Le Musée d’Art Précolombien Larco. La demeure qui abrite le Musée fut la "Kancha Inca" en 1450, puis la maison du conquistador Alonso Díaz en 1580, du comte de la Cabrera en 1850, et elle fut totalement restaurée pour devenir le Musée d’Art Précolombien depuis juin 2003. Le musée réunit, dans ses 11 salles, 450 œuvres datant de 1250 av.J.C. jusqu’à 1532 ap.J.C. Elles ont été sélectionnées parmi un ensemble de 45 mille objets appartenant à la collection du Musée archéologique Larco de Lima.

Le Complexe archéologique de Pukapukara. Le Complexe comprend de nombreuses enceintes, places intérieures, aqueducs, de tours et sentiers ; il aurait servi de tambo ou lieu de repos et d’hébergement. D’après ce que l’on dit, chaque fois où l’Inca décidait de rendre une visite à Tambomachay, il se faisait accompagner par un grand cortège qui se logeait à Pukapukara. Il doit son nom de forteresse à son apparence fortifiée.
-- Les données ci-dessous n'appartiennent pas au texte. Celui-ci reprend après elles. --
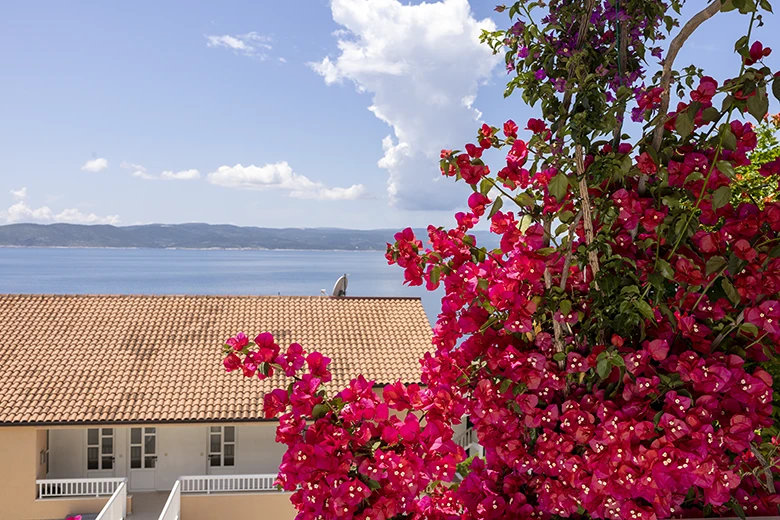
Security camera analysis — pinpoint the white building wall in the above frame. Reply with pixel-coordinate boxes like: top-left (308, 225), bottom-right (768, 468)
top-left (157, 425), bottom-right (208, 490)
top-left (49, 422), bottom-right (285, 491)
top-left (236, 422), bottom-right (286, 475)
top-left (49, 429), bottom-right (87, 478)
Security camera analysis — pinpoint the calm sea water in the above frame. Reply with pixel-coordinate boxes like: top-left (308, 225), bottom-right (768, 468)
top-left (0, 248), bottom-right (442, 323)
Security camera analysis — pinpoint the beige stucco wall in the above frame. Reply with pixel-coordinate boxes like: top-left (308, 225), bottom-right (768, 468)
top-left (35, 430), bottom-right (46, 478)
top-left (181, 493), bottom-right (295, 520)
top-left (0, 427), bottom-right (128, 520)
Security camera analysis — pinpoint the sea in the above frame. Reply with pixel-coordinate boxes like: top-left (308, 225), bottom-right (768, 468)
top-left (0, 248), bottom-right (443, 323)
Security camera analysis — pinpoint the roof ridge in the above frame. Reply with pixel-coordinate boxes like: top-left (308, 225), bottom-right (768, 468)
top-left (0, 293), bottom-right (422, 301)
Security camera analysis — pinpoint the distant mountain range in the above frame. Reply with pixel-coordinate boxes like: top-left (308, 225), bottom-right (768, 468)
top-left (0, 224), bottom-right (496, 251)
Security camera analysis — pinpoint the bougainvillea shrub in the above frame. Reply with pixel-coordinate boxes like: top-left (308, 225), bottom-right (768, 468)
top-left (225, 0), bottom-right (780, 520)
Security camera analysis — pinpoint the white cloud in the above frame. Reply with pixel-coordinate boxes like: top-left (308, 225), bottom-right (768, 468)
top-left (160, 170), bottom-right (200, 181)
top-left (119, 161), bottom-right (157, 180)
top-left (5, 200), bottom-right (119, 225)
top-left (120, 162), bottom-right (200, 181)
top-left (207, 161), bottom-right (368, 200)
top-left (310, 0), bottom-right (499, 209)
top-left (206, 31), bottom-right (273, 60)
top-left (81, 157), bottom-right (108, 173)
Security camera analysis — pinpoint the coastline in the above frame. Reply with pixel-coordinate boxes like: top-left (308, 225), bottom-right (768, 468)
top-left (0, 245), bottom-right (385, 253)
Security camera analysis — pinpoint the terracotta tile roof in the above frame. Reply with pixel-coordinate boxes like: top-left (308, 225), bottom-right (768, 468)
top-left (0, 295), bottom-right (431, 424)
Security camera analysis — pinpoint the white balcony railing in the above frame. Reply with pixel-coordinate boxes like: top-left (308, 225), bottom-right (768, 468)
top-left (35, 478), bottom-right (125, 498)
top-left (454, 428), bottom-right (483, 457)
top-left (96, 479), bottom-right (127, 520)
top-left (160, 480), bottom-right (181, 520)
top-left (179, 475), bottom-right (277, 495)
top-left (454, 428), bottom-right (479, 451)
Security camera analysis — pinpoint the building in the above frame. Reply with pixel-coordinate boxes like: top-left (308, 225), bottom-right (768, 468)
top-left (0, 295), bottom-right (431, 520)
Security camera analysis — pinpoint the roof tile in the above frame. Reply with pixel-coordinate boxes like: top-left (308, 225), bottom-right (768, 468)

Le Complexe archéologique de Qenko. A l’est de Sacsayhuaman, Qenqo est un immense promontoire composé de deux grands rocs (Qenqo Grand et Qenqo Petit) taillés avec des inscriptions différentes. Son nom signifie « labyrinthe », « zigzag », « tordu » ou « avec plusieurs tours ». Il s’agissait d’un sanctuaire, une huaca ou lieu d’adoration d’importance dans l’Etat Inca. En effet, il possédait un Intihuatana (lieu d’adoration au soleil selon le rite lié au solstice) et des petits canaux en zigzag qui auraient servi à verser et à conduire de la chicha (boisson de maïs fermenté) ou bien du sang, pendant la célébration des rites. Dans la partie interne de la roche, il y a une pièce souterraine dont le plafond, le sol, les murs, les niches et les tables ont été taillés à même la roche. Les tables servirent probablement aux sacrifices des humains ou des animaux.

Le Complexe archéologique de Tambomachay. Tambomachay est un lieu surprenant avec une fine architecture composée par des plateformes, ouvertures et bassins). Des aqueducs fournissent en eau les bains tout au long de l’année en transportant toujours la même quantité de liquide, mais on ignore jusqu’à présent d’où elle provient. Tambomachay aurait eu une fonction religieuse importante, liée à l’eau et à la régénération de la terre. On estime qu’il fut construit aux alentours de 1 500 ap. J.C., avec un lien étroit avec Pukapukara. C’était un des temples qui conformaient le système de ceques du Cusco, ensemble de lignes imaginaires dans les lieux sacrés qui signalaient le temps et la place des cérémonies. Le site s’étend sur une superficie approximative d’un demi hectare, et le matériau utilisé pour sa construction fut la pierre calcaire avec une disposition de style polygonal.